La définition, qui n’est mentionnée que dans le projet de loi, décrit l’antisémitisme comme « une certaine perception des Juifs, qui peut s’exprimer par la haine envers les Juifs. Les manifestations rhétoriques et physiques de l’antisémitisme visent des individus juifs ou non juifs et/ou leurs biens, ainsi que des institutions communautaires juives et des établissements religieux. »

Kenneth Stern, l’auteur de la définition de l’IHRA, a déclaré à l’Associated Press que l’utilisation d’un tel langage dans la loi est problématique, car un nombre croissant de Juifs ont adopté une position antisioniste en opposition aux actions israéliennes.

Les législateurs de plus d’une demi-douzaine d’États américains supplémentaires font pression pour que les lois définissent l’antisémitisme.

Les opposants à la loi géorgienne ont averti qu’elle serait utilisée pour censurer le droit à la liberté d’expression, la critique d’Israël étant assimilée à la haine du peuple juif. Une coalition d’organisations, dont Jewish Voice for Peace et CAIR, a publié une déclaration commune affirmant que le projet de loi géorgien « assimile à tort les critiques d’Israël et du sionisme à une discrimination contre le peuple juif ».

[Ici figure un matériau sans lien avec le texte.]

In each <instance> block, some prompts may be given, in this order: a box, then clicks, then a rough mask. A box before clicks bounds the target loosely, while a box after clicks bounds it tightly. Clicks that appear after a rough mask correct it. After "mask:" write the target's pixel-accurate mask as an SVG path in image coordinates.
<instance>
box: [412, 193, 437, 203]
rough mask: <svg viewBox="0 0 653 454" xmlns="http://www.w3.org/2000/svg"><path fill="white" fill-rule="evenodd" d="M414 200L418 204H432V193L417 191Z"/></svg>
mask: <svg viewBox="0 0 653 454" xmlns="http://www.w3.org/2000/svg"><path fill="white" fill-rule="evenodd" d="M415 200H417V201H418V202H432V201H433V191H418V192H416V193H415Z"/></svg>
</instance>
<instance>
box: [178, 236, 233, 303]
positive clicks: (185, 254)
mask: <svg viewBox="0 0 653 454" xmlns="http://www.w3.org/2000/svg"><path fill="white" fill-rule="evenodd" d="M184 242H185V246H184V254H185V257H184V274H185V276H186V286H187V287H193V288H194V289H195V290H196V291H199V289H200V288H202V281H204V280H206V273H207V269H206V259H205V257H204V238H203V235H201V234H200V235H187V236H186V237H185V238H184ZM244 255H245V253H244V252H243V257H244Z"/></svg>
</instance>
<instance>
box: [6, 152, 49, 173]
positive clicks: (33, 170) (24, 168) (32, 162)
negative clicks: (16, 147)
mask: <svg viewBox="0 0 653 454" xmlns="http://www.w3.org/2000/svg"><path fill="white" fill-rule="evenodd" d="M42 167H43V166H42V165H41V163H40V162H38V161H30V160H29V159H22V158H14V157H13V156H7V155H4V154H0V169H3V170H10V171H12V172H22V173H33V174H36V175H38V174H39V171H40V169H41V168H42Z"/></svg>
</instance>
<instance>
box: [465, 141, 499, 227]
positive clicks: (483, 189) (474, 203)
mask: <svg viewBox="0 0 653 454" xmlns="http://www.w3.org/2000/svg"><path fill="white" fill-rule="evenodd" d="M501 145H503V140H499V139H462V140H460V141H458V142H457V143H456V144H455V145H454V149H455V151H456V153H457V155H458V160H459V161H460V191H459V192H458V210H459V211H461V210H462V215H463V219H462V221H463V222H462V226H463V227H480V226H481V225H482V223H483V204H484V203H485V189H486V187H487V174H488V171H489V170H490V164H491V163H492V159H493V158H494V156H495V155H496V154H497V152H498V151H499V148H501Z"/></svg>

Mais les partisans affirment que la définition n’entrera en jeu qu’après qu’une personne aura commis un crime. Le représentant de l’État John Carson, un républicain de Marietta qui était l’un des parrains du projet de loi, a déclaré qu’il pensait que la mesure serait contestée devant les tribunaux la première fois qu’elle serait utilisée, mais il a prédit qu’elle serait maintenue.

« Je suis convaincu que cela tiendra le coup, comme cela a été le cas dans d’autres États », a déclaré Carson.